Non-Orthodox synagogues such as Farbman’s have used streaming and Zoom meetings since the beginning of the pandemic to engage congregants at home. (Two years ago, when Rosh Hashanah followed Shabbat and required streaming for longer than Zoom allowed, a Zoom employee even created a synagogue-friendly three-day streaming option.) But Orthodox synagogues have never permitted the use of electronics on Shabbat, and most moved away from major concessions to the pandemic some time ago.
The Jewish Center, a Modern Orthodox congregation on Manhattan’s Upper West Side, polled members last month on whether to offer a rooftop service, which it had offered for the past two years. Not enough people asked for the outdoor option to offer it, according to Rabbi Yosie Levine.
Instead, the synagogue is placing a mechitza, or partition used to separate men and women in Orthodox congregations, in what is usually the women’s balcony and requiring masks there, creating a space for both men and women who want to take precautions against COVID-19.
“On the one hand, we want to be as accommodating as we can be so that people who have more of a COVID-cautious streak feel comfortable participating in our services,” Levine said. “And at the same time, we’re trying to kind of get back to normal.

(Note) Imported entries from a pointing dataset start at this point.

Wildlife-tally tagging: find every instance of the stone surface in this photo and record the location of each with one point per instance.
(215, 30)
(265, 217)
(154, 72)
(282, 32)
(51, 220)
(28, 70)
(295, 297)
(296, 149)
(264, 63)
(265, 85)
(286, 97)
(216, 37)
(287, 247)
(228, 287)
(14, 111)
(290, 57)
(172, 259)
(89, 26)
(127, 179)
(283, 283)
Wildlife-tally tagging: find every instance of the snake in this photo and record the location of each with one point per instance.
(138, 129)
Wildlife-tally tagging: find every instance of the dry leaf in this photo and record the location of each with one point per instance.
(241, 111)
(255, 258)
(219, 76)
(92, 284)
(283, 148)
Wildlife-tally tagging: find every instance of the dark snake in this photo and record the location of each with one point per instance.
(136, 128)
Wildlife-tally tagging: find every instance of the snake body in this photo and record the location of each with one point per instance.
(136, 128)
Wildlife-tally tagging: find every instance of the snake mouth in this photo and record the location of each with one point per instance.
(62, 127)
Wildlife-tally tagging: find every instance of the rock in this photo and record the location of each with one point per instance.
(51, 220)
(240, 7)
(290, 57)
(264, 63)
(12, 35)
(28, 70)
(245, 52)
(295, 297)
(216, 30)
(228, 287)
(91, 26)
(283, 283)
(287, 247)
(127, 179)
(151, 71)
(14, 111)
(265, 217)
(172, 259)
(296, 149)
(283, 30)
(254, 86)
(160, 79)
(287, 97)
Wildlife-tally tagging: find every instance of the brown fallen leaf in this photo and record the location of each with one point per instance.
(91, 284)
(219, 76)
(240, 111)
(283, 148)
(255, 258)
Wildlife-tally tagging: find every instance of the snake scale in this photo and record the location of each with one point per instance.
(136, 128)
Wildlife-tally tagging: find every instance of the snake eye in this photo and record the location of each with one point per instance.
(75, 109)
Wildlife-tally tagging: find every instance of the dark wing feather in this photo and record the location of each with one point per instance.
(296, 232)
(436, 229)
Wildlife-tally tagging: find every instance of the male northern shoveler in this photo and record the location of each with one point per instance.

And sometimes, those two things are in conflict.”
As the new normal sets in, communities and their rabbis are still grappling with how to make sense of the pandemic, and the changes to Jewish communal life and worship that have been wrought as a result.
“We are not the same people we were two and a half years ago,” Pitkowsky said, adding that figuring out “how to provide a religiously inspiring setting for that new version of ourselves is a challenge.”
For now, though, there’s a set of holidays to get through and communities to reconvene.
“People have been craving opportunities to gather together,” said Rabbi Daniel Schwartz of Temple Shir Shalom, back in West Bloomfield. “Just being able to see people face-to-face again and continuing to build those relationships has been wonderful.”